In the meantime, if you are struggling to find a property to rent with your pet, you can do a few things:
- Ask your former landlord for a reference to prove that your pet has been well behaved and caused no issues at the property.
- Most rental contracts are Assured Shorthold Tenancy agreements and can be amended to suit both parties before you sign. You could suggest things such as: an agreement that you will cover the costs of a professional clean of the property, or that you will allow regular inspections of the property during the course of the tenancy or even suggest paying a bigger deposit to cover potential costs of damage caused by your pet.
- Pay a slightly higher rent.
- Introduce your pet to the landlord to see how your animal interacts with strangers and how well behaved he is.

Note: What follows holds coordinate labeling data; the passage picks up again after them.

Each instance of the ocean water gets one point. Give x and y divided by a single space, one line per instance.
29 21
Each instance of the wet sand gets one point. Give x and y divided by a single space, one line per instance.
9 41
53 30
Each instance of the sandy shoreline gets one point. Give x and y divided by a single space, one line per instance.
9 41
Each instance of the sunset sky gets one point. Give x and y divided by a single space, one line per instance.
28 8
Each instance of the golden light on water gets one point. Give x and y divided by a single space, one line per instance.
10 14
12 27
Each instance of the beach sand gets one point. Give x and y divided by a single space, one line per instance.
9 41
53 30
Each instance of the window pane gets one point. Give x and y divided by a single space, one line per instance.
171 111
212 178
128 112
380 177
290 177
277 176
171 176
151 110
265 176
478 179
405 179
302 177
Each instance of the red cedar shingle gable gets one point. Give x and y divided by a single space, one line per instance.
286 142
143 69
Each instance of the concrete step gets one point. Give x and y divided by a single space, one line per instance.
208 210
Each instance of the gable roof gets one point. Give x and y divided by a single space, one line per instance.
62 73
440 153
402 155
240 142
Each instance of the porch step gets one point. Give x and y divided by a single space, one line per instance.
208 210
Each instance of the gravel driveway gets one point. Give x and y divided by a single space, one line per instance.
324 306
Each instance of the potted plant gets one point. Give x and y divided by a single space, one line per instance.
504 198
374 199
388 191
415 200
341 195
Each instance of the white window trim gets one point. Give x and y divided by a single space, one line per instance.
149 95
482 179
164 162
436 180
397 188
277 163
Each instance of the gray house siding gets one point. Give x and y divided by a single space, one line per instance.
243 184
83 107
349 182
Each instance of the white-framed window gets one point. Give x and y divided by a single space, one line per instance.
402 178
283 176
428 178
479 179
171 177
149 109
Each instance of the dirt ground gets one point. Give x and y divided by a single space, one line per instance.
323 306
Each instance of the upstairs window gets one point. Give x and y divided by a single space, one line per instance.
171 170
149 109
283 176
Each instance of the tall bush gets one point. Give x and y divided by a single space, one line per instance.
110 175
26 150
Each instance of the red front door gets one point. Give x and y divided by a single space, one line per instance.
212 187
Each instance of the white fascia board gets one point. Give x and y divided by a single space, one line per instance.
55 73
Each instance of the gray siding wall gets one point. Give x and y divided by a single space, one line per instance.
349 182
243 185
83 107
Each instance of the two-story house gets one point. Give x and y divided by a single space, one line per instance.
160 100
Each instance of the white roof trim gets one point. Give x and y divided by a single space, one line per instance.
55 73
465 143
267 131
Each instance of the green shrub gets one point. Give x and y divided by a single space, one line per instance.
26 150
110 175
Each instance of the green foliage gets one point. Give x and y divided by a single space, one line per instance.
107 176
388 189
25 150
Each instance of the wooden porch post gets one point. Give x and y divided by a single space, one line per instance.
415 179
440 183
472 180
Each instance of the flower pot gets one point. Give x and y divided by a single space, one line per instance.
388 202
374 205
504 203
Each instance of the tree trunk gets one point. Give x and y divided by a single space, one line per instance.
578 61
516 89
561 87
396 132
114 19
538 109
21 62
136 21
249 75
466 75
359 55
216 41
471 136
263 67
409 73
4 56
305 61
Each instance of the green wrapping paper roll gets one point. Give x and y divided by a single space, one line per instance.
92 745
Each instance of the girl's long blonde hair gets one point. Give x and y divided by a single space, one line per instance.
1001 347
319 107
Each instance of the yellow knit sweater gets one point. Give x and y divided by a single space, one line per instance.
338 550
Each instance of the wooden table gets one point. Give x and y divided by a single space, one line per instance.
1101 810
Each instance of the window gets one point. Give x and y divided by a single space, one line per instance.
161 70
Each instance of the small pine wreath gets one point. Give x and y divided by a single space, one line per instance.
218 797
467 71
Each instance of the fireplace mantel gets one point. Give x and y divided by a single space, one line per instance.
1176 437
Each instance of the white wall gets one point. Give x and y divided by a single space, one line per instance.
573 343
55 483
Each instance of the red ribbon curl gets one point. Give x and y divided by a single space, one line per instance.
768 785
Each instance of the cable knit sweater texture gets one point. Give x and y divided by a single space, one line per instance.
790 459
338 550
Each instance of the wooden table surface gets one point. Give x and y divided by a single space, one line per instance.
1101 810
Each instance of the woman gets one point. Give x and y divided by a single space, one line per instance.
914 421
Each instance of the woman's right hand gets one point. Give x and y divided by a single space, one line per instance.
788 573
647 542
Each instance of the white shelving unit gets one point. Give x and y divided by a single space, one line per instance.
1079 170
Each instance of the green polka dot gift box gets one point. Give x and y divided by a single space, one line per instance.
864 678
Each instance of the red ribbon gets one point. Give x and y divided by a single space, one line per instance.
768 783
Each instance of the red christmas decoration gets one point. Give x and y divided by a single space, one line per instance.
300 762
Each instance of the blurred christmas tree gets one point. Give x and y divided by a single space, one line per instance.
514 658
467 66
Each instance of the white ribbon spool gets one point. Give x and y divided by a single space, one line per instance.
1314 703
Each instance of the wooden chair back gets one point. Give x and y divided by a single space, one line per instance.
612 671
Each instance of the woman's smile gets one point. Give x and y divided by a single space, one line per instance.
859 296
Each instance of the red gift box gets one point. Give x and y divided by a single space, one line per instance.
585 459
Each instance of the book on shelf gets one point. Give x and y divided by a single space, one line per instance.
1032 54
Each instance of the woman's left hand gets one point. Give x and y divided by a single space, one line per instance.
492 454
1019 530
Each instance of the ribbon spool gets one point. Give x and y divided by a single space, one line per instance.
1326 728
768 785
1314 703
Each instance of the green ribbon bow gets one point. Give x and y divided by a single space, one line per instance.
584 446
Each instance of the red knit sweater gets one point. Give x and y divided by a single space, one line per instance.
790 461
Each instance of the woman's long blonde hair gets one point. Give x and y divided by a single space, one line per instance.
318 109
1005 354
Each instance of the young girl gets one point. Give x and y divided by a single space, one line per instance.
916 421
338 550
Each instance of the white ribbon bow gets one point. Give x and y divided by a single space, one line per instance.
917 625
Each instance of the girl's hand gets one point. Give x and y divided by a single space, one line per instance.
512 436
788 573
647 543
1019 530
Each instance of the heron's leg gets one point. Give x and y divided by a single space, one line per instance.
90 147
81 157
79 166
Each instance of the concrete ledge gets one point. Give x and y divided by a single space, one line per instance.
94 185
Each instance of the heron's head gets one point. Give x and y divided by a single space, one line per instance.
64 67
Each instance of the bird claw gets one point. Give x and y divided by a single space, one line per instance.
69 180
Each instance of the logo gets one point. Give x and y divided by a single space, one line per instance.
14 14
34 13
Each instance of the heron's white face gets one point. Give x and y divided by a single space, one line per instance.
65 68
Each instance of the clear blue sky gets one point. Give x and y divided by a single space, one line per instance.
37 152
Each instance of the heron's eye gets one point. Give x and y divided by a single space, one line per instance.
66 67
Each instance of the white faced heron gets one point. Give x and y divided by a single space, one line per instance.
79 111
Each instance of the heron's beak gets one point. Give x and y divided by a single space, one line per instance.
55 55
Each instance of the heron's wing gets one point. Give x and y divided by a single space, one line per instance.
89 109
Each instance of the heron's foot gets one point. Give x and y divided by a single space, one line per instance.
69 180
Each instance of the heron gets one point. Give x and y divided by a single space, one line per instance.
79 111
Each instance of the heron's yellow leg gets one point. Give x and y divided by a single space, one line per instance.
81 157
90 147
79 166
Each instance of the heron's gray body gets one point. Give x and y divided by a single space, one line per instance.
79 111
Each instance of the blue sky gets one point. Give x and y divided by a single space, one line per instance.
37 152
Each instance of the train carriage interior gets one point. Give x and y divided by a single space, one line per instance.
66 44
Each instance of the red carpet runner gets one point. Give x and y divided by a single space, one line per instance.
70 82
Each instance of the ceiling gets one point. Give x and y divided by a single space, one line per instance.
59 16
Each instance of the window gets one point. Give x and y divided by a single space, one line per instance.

- Once you have permission for a pet, ensure that the terms are written into your contract to prevent future misunderstandings.
From my personal experience, the main reason why landlords do not want dogs in the property they are letting is because of the noise, especially barking, because most of the times it can lead to complaints from the neighbours so it is quite difficult to find a flat in a property to rent alongside your dog companion. Pet smells are another concern as they can leave a lingering odour in a property that can only be removed with a professional cleaning. Most UK properties use carpets as the most popular floor covering and they require a bit of effort to clean.
Now let’s mension some of the positive aspects why landlords should allow tenants with pets. According to ‘Pet Friendly Rentals’ by not accepting pet owners, Letting Agents are decreasing their potential market by 50% (there are 78% pet owners in the UK according to a recent survey by the Dogs Trust). Secondly, pet owners are long-term tenants due to the fact that it is so difficult at the moment to find a pet-friendly property and lastly, dogs can be a good form of security so they will add extra protection to any location.